# Distance between two parallel lines

1. Sep 21, 2016

### Kernul

1. The problem statement, all variables and given/known data
Refering to this exercise I started https://www.physicsforums.com/threads/checking-if-the-following-lines-are-coplanar.885948/ I now have to find the plane containing the two intersecting lines and the plane containing the two parallel lines. In the case of the parallel lines, though, I have to find their distance.

2. Relevant equations

3. The attempt at a solution
The two planes I guess were easy.
For the two intersecting lines($r$ and $s$), I just have to take their directional vector, do the vector product(that would give me the direction the plane is facing), and then calculate the intersection point of the two lines to then use for the plane equation.
$\vec v_r \times \vec v_s = \begin{vmatrix} \hat i & \hat j & \hat k \\ -3 & -1 & -2 \\ 3 & 0 & 3 \end{vmatrix} = (-3, 3, 3)$
and
$\begin{cases} x - 3y + 3 = 0 \\ 2y + z - 5 = 0 \\ x + z - 4 = 0 \\ x - 3y + z + 2 = 0 \end{cases}$
We then exclude one of the equations.
$\begin{cases} x - 3y + 3 = 0 \\ 2y + z - 5 = 0 \\ x + z - 4 = 0 \end{cases} \begin{cases} x = 3 \\ y = 2 \\ z = 1 \end{cases}$
So we have a point $P_i (3, 2, 1)$.
The plane equation will be:
$\pi_{r, s} : -3x + 3y + 3z + d = 0$
What we need is $d$, which can be found out thanks to the point we just found.
$d = -[(-3)*3 + 3*2 + 3*1] = 0$
And so $\pi_{r, s} : -3x + 3y + 3z = 0$

We will have to do the same thing for the parallel lines, but not with both the directional vectors, since they go the same direction. What I did is using a point from both lines and subtract one from the other, obtaining a vector that is not parallel to them but that we will need to get the plane. We proceed the same way as before, using a point of one of the two lines.
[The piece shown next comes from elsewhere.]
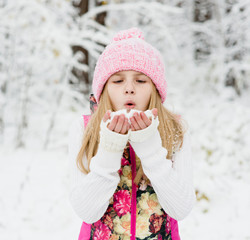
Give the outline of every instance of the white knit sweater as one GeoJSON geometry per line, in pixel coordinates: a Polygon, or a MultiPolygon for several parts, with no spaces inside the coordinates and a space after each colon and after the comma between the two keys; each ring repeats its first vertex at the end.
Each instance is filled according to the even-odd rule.
{"type": "MultiPolygon", "coordinates": [[[[83,132],[84,122],[81,116],[69,129],[69,200],[75,213],[84,222],[94,223],[106,212],[109,199],[120,181],[117,171],[123,151],[110,152],[100,145],[97,154],[91,159],[91,172],[86,175],[76,165],[83,132]]],[[[149,178],[162,208],[170,217],[184,219],[196,201],[189,132],[185,133],[183,146],[175,153],[173,163],[166,160],[167,150],[162,147],[158,131],[146,141],[131,145],[141,159],[143,171],[149,178]]],[[[86,156],[83,163],[87,168],[86,156]]]]}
I then find myself with $\pi : 2x - 8y + 5z - 7 = 0$

Now it comes my problem: the distance between the two parallel lines.
I know that you just have to find the distance between one of the lines and a point of the other line.
Let's start from the line $t$. The directional vector and a point are respectively $\vec v_t = (-12, -4, 8)$ and $P_t (-1, -1, 1)$
Now I start by finding a plane orthogonal to the $r$(with $\vec v_r = (-3, -1, 2)$) line passing for a point belonging to it $P_r (0, 1, 3)$.
Similar to before, I would have $\pi : -3x - y + 2z - 5$
Now I have to find the projection of the point $P_r$ on the line $t$(for example calling it $P'$) as an intersection between the line and the plane.
$\begin{cases} -3x - y - 2z - 5 = 0 \\ 4x - 2y + 5z - 3 = 0 \\ 2y + z + 1 = 0 \end{cases} \begin{cases} x = -\frac{5}{3} \\ y = -\frac{11}{9} \\ z = \frac{13}{9} \end{cases}$
Getting the point $P' (-\frac{5}{3}, -\frac{11}{9}, \frac{13}{9})$
Now I simply have to find the distance between $P_r$ and $P'$ as:
$d(P_r, P') = \sqrt{(0 - (-\frac{5}{3}))^2 + (1 - (-\frac{11}{9}))^2 + (3 - \frac{13}{9})^2}$
The problem is that I end up with something like this $\sqrt{\frac{821}{81}}$ which is just odd and I don't know if I did it correctly. Could someone tell me if my way of resolving it is correct at least?

2. Sep 21, 2016

### Math_QED

I did not check your work, but there are methods for finding planes and distances that are a lot easier.

3. Sep 21, 2016

### Kernul

Then could you please tell me an easier method? This is the only one I know.